J Clin Med. 2023 Apr 16;12(8):2895. doi: 10.3390/jcm12082895.
Autologous vein bypass provides excellent long-term results in critical limb-threatening ischemia (CLTI), but a substantial portion of patients have insufficient vein length. In limbs with two distal outflow vessels and limited vein length, a vascular prosthesis may be combined with autologous vein for a sequential composite bridge bypass (SCBB). Results regarding graft function, limb salvage and reinterventions are presented.
Between January 2010 and December 2019, 47 consecutive SCBB operations with a heparin-bonded PTFE-prosthesis and autologous vein were performed.
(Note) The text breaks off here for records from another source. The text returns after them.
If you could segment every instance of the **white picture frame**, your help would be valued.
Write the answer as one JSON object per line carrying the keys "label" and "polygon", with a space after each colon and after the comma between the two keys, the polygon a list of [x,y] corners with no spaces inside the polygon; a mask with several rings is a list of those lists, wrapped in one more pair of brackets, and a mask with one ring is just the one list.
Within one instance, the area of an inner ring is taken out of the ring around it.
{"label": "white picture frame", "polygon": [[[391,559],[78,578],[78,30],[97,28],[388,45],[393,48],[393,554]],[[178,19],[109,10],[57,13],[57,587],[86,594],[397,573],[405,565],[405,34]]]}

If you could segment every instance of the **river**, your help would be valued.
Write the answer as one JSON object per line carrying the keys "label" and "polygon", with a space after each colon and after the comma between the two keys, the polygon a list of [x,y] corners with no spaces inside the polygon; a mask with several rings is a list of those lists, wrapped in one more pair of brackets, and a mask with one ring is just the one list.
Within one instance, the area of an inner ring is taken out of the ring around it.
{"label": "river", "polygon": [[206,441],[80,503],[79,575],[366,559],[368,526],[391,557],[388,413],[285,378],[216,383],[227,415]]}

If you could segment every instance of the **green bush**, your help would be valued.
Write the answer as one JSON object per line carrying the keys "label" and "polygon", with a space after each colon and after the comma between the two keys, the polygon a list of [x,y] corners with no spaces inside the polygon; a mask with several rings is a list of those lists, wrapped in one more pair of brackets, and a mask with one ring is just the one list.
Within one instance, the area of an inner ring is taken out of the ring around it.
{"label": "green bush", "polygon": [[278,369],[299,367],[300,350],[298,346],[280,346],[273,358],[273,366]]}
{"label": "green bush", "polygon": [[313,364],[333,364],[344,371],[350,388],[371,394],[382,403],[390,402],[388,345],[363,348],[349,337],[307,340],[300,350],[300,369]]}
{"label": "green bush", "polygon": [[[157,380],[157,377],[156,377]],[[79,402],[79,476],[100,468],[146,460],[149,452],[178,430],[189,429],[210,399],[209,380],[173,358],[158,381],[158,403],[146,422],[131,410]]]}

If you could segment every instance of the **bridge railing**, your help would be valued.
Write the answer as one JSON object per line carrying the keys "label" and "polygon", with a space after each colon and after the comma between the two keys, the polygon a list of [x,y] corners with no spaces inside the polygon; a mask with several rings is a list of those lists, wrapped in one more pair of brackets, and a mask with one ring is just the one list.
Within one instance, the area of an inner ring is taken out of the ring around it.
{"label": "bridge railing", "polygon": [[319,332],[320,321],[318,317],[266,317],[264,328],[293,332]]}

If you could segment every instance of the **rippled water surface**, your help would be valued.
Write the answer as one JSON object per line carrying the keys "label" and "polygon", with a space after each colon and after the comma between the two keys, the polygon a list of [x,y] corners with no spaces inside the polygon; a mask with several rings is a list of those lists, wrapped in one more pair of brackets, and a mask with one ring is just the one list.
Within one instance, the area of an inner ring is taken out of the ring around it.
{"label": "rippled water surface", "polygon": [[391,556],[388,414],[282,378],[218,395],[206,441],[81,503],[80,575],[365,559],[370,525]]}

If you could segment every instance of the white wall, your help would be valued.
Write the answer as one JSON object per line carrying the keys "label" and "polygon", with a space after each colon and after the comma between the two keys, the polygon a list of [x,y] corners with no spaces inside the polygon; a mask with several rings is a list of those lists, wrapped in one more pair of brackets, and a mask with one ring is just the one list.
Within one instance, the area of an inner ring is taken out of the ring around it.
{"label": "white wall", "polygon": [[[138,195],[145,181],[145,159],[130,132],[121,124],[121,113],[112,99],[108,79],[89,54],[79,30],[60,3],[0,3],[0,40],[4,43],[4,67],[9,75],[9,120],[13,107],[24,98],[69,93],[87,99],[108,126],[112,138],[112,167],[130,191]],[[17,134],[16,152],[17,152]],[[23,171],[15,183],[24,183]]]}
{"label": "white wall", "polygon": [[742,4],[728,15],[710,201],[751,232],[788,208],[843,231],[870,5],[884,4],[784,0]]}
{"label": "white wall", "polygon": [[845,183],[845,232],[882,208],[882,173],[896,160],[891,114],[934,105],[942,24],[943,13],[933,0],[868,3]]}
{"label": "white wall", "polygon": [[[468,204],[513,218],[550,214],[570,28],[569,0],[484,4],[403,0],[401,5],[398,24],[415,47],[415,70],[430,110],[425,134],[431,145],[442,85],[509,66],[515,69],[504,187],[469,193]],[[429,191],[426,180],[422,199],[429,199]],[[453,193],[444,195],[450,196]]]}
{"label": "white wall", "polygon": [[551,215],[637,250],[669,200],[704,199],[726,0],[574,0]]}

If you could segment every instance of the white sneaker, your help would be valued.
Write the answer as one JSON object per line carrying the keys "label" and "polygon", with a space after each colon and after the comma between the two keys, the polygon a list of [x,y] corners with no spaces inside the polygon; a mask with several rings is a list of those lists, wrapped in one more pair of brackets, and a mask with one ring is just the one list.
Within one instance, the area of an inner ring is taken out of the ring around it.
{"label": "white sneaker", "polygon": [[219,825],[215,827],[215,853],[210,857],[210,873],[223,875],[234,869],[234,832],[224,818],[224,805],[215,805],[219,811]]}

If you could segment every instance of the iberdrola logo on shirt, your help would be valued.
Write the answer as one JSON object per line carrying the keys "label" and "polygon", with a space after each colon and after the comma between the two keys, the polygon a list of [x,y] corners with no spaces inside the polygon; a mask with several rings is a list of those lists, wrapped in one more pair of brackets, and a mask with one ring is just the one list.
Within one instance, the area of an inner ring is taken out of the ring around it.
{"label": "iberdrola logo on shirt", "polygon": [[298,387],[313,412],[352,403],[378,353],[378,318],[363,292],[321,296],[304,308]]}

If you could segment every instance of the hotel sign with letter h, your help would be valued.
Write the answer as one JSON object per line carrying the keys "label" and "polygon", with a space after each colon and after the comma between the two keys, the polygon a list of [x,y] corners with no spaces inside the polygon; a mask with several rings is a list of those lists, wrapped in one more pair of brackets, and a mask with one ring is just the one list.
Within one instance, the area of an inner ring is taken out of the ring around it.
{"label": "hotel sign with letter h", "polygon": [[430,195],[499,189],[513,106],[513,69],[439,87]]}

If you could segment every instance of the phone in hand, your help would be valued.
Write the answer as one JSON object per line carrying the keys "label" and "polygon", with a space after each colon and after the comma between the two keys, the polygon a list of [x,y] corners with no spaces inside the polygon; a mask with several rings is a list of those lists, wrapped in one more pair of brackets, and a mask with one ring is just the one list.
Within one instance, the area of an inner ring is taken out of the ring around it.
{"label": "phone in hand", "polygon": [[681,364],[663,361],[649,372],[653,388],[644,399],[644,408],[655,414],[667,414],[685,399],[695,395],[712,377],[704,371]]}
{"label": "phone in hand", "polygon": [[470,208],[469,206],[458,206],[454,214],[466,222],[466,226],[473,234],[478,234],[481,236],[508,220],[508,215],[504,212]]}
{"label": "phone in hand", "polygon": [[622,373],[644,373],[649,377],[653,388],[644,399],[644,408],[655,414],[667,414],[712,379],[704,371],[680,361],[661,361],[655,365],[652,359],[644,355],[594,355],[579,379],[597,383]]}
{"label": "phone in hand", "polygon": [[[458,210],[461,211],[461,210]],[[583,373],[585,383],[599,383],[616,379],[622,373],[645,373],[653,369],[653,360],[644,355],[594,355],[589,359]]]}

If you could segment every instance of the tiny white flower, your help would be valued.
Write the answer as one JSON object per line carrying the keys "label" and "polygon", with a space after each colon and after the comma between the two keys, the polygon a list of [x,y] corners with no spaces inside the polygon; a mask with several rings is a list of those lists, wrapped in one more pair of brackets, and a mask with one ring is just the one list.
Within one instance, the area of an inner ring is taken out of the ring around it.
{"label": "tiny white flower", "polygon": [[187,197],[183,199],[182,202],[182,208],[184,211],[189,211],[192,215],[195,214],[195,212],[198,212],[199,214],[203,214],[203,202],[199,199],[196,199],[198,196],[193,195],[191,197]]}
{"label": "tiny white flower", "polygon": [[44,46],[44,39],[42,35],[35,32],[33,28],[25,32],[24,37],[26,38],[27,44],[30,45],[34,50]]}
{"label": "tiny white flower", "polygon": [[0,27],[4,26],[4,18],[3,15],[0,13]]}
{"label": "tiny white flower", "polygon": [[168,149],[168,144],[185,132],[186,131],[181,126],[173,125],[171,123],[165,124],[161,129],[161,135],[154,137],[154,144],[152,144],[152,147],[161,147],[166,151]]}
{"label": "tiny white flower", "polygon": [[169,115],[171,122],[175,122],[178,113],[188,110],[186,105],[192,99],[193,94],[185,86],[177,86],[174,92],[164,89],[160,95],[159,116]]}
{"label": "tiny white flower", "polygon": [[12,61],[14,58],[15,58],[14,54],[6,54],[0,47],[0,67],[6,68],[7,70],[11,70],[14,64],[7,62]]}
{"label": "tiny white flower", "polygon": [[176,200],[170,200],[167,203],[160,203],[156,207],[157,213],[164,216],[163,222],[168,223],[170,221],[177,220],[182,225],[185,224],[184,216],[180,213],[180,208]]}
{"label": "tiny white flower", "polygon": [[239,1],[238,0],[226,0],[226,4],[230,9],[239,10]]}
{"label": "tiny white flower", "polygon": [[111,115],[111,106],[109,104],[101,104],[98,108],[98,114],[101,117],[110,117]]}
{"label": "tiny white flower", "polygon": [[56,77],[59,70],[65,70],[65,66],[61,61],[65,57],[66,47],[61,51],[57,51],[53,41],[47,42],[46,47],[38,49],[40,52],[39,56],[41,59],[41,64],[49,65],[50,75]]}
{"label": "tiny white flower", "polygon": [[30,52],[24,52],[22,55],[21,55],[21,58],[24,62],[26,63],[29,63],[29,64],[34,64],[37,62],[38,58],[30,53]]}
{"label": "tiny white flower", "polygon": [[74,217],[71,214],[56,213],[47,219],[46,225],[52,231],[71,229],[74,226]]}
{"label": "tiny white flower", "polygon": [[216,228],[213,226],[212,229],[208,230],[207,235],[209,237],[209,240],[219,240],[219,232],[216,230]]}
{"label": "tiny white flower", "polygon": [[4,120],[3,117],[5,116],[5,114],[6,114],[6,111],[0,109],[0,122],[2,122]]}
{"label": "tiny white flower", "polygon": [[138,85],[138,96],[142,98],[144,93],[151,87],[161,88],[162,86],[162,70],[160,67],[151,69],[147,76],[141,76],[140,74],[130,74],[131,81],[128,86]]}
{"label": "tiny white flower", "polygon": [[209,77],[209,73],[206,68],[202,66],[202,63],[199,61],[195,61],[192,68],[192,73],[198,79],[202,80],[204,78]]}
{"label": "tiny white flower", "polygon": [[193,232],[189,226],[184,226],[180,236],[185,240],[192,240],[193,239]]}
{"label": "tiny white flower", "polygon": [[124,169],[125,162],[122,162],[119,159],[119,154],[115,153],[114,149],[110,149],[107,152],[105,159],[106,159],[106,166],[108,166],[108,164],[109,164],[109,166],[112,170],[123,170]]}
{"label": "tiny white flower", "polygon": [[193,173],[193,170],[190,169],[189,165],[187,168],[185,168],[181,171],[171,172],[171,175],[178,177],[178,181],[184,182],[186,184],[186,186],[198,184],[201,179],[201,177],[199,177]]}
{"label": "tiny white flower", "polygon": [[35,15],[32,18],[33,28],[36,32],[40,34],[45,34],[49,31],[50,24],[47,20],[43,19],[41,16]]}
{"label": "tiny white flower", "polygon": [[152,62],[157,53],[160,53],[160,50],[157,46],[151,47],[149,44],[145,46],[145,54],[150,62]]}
Grafts were followed with a duplex scan with prospective documentation in a computerized vascular database. Retrospective analysis of graft patency, limb salvage and patient survival was performed.
Mean follow-up was 34 months (range 1-127 months). 30-day mortality was 10.6% and 5-year patient survival 32%. Postoperative bypass occlusion occurred in 6.4% and late occlusions or graft stenoses in 30%. Two prostheses developed late infection and seven legs were amputated. Primary, primary assisted, secondary patency and limb salvage rate were 54%, 63%, 66% and 85% after 5 years, respectively.
SCBB patency and limb salvage were good despite a high early postoperative mortality. Combination of a heparin-bonded PTFE-prosthesis and autologous vein appears to be a valuable tool in CLTI in case of insufficient vein.
自体静脉搭桥术在治疗严重肢体缺血(CLTI)方面能取得优异的长期效果,但相当一部分患者的静脉长度不足。在有两条远端流出血管且静脉长度有限的肢体中,可将血管假体与自体静脉联合用于序贯复合桥接搭桥术(SCBB)。本文介绍了关于移植物功能、肢体挽救及再次干预的结果。
2010年1月至2019年12月期间,连续进行了47例使用肝素结合聚四氟乙烯(PTFE)假体和自体静脉的SCBB手术。通过双功超声扫描对移植物进行随访,并将相关资料前瞻性记录于计算机血管数据库中。对移植物通畅情况、肢体挽救情况及患者生存率进行回顾性分析。
平均随访时间为34个月(范围1 - 127个月)。30天死亡率为10.6%,5年患者生存率为32%。术后旁路闭塞发生率为6.4%,晚期闭塞或移植物狭窄发生率为30%。两个假体发生晚期感染,7条腿被截肢。5年后的一期通畅率、一期辅助通畅率、二期通畅率及肢体挽救率分别为54%、63%、66%和85%。
尽管术后早期死亡率较高,但SCBB的通畅率和肢体挽救情况良好。在静脉不足的情况下,肝素结合PTFE假体与自体静脉联合应用似乎是治疗CLTI的一种有价值的方法。